Manufacturing is one of the toughest industry’s to be a part of, you will be exposed to economic conditions and the inflation of material prices making it a major challenge to maintain positive cashflow, even if you think your business is doing well. A lot of manufactures rely on having good funding products in place, either all the time or at key moments in business growth or they require a cash injection to help them move onto the next level.

There are a couple of things that you need to think about to make sure that you are choosing the right funding option for your manufacturing business…


Considering your business needs:

The first thing you need to do is think about what you need, a lot of businesses will pursue finance but have no idea on what they want or what they need from their finance product.

Raw materials are one of the largest costs a manufacturing business needs and with finance you will be able to secure large volumes at a good price or when the prices start to go up you will have the cashflow to help.

Another big financial consideration is machinery and equipment.

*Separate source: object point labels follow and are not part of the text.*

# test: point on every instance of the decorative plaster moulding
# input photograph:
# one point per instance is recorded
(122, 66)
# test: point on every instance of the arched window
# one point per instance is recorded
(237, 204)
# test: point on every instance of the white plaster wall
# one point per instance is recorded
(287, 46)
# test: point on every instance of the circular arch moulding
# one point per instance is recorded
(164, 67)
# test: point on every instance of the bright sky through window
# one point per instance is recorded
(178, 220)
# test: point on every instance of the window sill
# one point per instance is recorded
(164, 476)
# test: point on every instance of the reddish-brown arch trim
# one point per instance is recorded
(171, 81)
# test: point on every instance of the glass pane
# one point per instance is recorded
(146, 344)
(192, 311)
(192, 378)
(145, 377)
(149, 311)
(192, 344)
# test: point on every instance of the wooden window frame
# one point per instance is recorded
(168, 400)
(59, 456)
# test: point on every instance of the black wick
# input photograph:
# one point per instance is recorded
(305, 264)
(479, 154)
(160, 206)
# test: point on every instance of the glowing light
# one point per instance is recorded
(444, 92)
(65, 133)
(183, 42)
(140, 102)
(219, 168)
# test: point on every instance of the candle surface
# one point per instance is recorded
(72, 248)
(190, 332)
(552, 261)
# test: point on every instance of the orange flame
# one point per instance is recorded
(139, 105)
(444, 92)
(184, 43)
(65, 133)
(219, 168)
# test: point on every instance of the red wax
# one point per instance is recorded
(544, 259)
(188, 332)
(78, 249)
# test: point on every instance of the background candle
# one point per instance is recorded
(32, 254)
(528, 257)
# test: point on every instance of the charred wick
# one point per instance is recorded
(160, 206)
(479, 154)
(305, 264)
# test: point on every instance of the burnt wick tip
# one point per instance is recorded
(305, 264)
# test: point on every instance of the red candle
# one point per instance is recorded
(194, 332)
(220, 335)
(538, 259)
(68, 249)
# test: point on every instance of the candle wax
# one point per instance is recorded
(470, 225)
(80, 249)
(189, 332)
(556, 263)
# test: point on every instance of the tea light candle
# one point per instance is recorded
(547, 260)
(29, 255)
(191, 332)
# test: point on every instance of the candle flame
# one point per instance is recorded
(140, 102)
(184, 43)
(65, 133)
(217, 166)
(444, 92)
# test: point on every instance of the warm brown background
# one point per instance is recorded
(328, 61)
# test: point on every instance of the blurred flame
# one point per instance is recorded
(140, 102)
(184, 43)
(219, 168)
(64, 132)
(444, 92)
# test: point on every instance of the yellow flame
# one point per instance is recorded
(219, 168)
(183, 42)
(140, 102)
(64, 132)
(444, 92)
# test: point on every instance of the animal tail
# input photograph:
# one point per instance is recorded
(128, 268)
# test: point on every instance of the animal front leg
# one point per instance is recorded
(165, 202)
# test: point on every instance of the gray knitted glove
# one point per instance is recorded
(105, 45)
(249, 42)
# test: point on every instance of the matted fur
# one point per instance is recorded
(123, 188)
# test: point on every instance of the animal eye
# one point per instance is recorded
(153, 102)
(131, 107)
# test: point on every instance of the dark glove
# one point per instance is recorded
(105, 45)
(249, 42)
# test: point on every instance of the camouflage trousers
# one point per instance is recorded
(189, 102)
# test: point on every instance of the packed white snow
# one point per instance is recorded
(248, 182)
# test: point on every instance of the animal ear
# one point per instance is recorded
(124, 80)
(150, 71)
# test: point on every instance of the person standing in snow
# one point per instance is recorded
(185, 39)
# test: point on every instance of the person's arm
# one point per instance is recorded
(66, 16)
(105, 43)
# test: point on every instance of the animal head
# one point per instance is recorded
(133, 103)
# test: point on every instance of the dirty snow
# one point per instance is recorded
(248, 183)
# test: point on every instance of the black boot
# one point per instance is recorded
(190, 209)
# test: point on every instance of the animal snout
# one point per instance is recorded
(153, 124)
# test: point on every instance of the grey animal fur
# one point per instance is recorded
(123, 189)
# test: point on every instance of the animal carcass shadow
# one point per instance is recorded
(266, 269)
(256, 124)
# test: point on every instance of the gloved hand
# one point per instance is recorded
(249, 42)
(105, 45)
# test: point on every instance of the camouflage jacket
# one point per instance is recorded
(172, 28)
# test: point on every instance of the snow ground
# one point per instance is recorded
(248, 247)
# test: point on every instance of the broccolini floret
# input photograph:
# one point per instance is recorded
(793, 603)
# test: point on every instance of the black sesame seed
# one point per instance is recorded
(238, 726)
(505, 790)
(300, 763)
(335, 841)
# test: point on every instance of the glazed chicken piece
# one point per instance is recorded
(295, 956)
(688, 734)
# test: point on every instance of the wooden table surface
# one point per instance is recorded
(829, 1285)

Depreciation of assets can be costly, so you need to think about how you want to take the hit of depreciation.

If you want funding for just expanding your business, you need to investigate what you need, the returns it will generate and then find what’s out there that will help you.  


Identifying the most appropriate product:

Once you have figured out what you need funding for then you need to find the funding product that suits you.

You need to make sure that you have explored every option and compare all the quotes to find the best deal for you.

Invoice finance is a popular solution for manufacturing businesses as it takes away the strain of late or non-payments of invoices, when you raise an invoice the finance provider will pay you up to 90% of the value of it instead of waiting up to 30 days.